Investment performance

Pension plans managed to obtain a positive real investment rate of return, net of investment expenses, in 2020 in the OECD area (at 4% on average) but lower than in 2019 (at 8%). Some of the largest pension markets (e.g. Canada, the Netherlands, Switzerland and the United States) even recorded gains above 5% in 2020. Providers of personal plans in Mexico were the top performers in 2020 (9.3%), followed by pension funds in Iceland (8.7%) and pension funds and providers of pension insurance contracts in Denmark (8.7%). Overall, retirement savings plans recorded investment gains in 30 out of 34 reporting OECD jurisdictions and all reporting non-OECD G20 jurisdictions (i.e. India, Indonesia and the Russian Federation) in 2020.

Following a drop in the first quarter of 2020, global equity markets recovered during the rest of the year, enabling pension providers in many jurisdictions to recover investment losses from the first quarter. This rebound was driven by sectors that thrived during the pandemic (e.g. tech companies), stimulus from Central Banks to keep borrowing costs low (e.g. decline in interest rates), and positive prospects during the year (development of vaccines and their approval by health authorities). Falling interest rates may have led to positive returns on corporate and government bonds with long duration. In some jurisdictions, such as the Netherlands, pension funds also earned gains from their interest rate hedges as interest rates dropped.

However, retirement savings plans recorded investment losses in real terms in 2020 in a few jurisdictions due to a relatively low investment return of conservative investments (e.g. in the Czech Republic) or the relatively slow upswing of some domestic equity markets (e.g. in Poland).

Pension providers in most countries obtained positive investment returns over the long-term. The long-term nature of retirement savings means one needs to look at long-term returns. Average annual returns were all positive in nominal terms over the last 5, 10 and 15 years among reporting countries and remained positive in most of them after adjusting for inflation. Over the last 15 years, the average annual real investment rates of return were positive in 20 out of 23 reporting countries for which such calculation was possible. Colombia recorded the strongest average annual investment performance (5.3%), followed by Canada (4.7%). By contrast, the 15-year average annual real investment rate of return of retirement savings plans was slightly negative in Latvia (-0.3%), the Czech Republic (-0.4%) and Estonia (-0.7%).

The possibility to harness financial markets and earn investment income is one of the reasons that can lead countries to prefund the liabilities of a public scheme, such as Luxembourg. It may also be the main source of funding of public pension reserve funds, such as in Australia where investment income has been the only source of revenues of the Future Fund since 2008.

If some PPRFs may have experienced a negative investment rate of return in real terms in a given year (e.g. -1.1% for Spain’s Social Security Reserve Fund in 2019), all reporting PPRFs have achieved to earn positive investment income over the longer time period (e.g. 10-year period from December 2009 to December 2019, and 15-year period from December 2014 to December 2019). New Zealand Superannuation Fund recorded the strongest real return on average over the 10-year period (11.3%) and over the 15-year period (8.6%) among all reporting PPRFs.

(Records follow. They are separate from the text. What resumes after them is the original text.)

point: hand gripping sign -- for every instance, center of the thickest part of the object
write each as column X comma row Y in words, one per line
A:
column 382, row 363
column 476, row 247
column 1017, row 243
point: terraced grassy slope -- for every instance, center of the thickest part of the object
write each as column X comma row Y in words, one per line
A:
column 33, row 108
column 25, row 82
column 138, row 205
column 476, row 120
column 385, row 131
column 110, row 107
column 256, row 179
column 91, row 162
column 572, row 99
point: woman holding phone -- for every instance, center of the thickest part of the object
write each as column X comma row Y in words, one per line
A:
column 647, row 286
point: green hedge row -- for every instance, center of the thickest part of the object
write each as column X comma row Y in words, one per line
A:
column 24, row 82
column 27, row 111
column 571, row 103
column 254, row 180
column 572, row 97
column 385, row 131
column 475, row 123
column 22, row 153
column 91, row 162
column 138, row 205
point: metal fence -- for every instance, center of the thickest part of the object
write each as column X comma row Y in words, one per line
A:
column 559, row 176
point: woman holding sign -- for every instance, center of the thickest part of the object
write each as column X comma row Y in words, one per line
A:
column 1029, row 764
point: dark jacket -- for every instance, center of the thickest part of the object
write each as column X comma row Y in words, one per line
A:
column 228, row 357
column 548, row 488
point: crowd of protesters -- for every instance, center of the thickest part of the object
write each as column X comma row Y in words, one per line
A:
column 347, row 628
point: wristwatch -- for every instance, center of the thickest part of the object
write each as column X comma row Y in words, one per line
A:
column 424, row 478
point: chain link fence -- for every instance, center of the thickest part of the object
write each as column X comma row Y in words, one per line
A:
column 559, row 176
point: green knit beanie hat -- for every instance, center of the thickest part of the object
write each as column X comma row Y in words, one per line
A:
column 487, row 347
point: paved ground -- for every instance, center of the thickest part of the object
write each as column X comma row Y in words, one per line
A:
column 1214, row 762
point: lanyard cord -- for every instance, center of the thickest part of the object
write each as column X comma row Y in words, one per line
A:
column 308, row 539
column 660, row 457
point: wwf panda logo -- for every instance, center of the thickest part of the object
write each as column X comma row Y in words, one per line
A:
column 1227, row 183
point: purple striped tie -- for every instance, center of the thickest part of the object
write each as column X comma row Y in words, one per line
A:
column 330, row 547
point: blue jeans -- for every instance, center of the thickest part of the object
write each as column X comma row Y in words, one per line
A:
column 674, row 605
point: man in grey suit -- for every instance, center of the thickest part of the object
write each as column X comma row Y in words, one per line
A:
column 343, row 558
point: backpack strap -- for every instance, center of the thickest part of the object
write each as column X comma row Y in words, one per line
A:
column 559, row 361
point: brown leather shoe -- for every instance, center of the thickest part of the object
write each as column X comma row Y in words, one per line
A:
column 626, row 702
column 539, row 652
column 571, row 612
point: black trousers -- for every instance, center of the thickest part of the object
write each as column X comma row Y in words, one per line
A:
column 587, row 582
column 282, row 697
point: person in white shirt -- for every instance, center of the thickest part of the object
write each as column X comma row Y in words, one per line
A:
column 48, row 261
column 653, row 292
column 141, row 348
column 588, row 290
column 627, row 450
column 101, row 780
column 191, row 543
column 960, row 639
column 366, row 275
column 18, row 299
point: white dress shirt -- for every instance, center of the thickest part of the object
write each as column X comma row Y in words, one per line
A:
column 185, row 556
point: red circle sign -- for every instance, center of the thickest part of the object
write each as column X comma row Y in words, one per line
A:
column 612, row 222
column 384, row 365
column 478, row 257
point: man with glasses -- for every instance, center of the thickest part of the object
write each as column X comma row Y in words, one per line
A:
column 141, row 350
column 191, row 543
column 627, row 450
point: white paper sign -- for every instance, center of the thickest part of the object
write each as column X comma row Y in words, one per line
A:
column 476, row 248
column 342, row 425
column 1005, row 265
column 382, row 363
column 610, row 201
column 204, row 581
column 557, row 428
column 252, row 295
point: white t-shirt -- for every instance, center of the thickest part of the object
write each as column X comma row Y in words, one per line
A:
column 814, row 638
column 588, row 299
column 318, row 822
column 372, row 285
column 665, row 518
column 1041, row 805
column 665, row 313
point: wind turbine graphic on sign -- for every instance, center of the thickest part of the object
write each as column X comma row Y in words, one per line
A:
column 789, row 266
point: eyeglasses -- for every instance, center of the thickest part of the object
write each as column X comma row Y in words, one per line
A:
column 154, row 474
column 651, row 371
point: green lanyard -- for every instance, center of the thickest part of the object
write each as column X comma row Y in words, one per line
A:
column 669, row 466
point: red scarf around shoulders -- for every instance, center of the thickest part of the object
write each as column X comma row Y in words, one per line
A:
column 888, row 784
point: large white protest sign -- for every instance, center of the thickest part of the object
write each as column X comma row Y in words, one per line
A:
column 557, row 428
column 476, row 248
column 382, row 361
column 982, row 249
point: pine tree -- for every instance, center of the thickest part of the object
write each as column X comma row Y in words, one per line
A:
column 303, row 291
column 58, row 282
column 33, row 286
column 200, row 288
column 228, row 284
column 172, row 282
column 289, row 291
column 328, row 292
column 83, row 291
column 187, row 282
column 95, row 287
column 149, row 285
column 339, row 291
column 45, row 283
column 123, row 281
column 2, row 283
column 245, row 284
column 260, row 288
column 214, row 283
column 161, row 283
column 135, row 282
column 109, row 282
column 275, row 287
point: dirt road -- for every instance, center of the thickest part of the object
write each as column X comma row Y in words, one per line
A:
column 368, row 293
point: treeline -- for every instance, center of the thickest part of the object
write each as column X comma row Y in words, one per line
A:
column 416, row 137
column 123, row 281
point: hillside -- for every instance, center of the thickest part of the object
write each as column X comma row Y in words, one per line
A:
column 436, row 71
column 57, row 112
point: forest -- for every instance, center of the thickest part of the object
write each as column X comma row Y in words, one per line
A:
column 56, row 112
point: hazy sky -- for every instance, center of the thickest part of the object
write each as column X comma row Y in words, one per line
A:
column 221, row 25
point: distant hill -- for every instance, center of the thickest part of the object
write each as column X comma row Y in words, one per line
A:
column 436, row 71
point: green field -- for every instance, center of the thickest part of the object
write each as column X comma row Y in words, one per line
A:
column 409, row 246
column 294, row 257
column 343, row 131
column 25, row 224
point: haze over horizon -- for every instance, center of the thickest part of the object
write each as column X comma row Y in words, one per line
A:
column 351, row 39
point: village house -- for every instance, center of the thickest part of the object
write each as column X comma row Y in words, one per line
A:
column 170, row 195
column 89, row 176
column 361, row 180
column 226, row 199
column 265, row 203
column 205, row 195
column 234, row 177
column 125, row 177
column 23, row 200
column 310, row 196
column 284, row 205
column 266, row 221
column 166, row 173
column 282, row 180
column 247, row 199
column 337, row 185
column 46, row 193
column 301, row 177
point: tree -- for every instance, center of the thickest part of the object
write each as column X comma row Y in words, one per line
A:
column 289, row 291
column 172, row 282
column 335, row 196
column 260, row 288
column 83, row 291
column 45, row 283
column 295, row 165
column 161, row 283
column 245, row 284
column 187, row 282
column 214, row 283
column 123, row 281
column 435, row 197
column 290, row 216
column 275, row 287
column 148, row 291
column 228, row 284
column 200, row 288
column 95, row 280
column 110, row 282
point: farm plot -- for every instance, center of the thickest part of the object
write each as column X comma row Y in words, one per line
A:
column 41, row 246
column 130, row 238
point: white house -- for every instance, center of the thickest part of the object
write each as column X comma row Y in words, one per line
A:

The term “retirement savings plans” refers to private pension arrangements (funded and book reserves) and funded public arrangements (e.g. ATP in Denmark).

The average nominal net investment returns of retirement savings plans are the results of a calculation using a common formula for all the countries except a few ones (e.g. Ireland, Israel) for which values have been provided by the jurisdictions using their own formula or are from national official publications. The common formula corresponds to the ratio between the net investment income at the end of the year and the average level of assets during the year.

Nominal and real (after inflation) returns are calculated in local currency before tax but after investment management expenses.

For PPRFs, nominal returns come from annual reports or have been provided by the funds directly, using their own formula and methodology.